Le Vicomte fit une pause dans ses souvenirs et admira quelques instants la campagne normande défilant à grande vitesse sous le soleil automnal qui commençait à décliner à l’horizon.

 

En fait, le plus drôle dans cette histoire de famille c’est que son père, rentré d’un voyage de six ans, avait fait le choix de rendre visite au Comte Charles de la Vuladière, ce père qu’il n’avait jamais vu, avant de retrouver sa tendre épouse Marguerite et son fils Jean, alors âgé de sept ans. Ce qui se passa lors de cette visite ? Nul ne le sut jamais. Le seul fait tangible est qu’à l’issue de cette entrevue, le père du Vicomte décéda brutalement d’une mystérieuse maladie fulgurante qui, en plus de le défigurer, l’avait littéralement rongé. Il n’eut pas le temps de rentrer chez lui et de revoir une dernière fois sa femme et son fils.

 

Et voilà qu’aujourd’hui, lui, Jean de la Vuladière héritait du manoir de son grand-père, le Comte Charles de la Vuladière, qu’il n’avait jamais vu et dont il avait à peine entendu parler. Que la vie pouvait se montrer étrange et capricieuse !

Le carrosse s’immobilisa enfin. Le chauffeur, après avoir déplié le marche-pied, ouvrit solennellement la portière.

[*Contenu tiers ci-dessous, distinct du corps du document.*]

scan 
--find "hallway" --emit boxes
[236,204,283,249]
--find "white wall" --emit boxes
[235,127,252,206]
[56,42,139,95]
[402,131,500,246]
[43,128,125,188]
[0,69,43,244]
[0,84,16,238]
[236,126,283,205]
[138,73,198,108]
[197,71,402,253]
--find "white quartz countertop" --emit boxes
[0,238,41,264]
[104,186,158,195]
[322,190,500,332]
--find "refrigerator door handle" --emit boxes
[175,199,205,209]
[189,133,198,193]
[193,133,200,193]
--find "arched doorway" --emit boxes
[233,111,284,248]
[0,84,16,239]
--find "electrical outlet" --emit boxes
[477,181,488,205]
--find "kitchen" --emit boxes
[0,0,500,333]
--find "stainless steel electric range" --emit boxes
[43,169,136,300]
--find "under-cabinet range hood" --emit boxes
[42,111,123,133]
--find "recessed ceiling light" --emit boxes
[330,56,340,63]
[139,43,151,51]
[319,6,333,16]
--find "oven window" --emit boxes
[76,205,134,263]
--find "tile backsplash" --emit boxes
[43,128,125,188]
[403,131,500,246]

Afin de savourer pleinement ce moment, le Vicomte attendit quelques secondes avant de sortir du véhicule. Le cœur palpitant de joie, accentuée par cette revanche sur la vie qu’il tenait enfin, le Vicomte redressa la tête, embrasant d’un regard victorieux et orgueilleux l’immense bâtisse grise qui le dominait. Elle était encore plus impressionnante que tout ce qu’il avait imaginé depuis la description du notaire. Inconsciemment, le nouveau propriétaire se redressa et bomba le torse.

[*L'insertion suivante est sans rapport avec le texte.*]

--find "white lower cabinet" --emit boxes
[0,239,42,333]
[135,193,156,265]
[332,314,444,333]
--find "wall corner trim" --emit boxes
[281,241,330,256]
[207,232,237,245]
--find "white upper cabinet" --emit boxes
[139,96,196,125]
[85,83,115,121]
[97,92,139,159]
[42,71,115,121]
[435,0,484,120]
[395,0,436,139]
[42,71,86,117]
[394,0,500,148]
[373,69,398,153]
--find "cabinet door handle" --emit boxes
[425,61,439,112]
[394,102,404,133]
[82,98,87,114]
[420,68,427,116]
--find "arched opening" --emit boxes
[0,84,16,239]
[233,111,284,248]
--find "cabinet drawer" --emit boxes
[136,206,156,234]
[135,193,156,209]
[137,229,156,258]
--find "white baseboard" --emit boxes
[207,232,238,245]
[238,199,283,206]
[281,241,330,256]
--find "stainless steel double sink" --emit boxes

— J’ai déposé les bagages de Monsieur le Vicomte dans le vestibule, déclara le chauffeur qui s’apprêtait à repartir. Vous êtes sûr que vous ne voulez pas que je reste. La demeure est immense et…

— Inutile de rester, le coupa le Vicomte en levant la main pour faire taire le conducteur. Les domestiques arriveront dès la semaine prochaine. J’ai survécu aux Prussiens, alors une semaine, seul, dans Mon manoir…

— Bien, Monsieur. À la semaine prochaine, donc.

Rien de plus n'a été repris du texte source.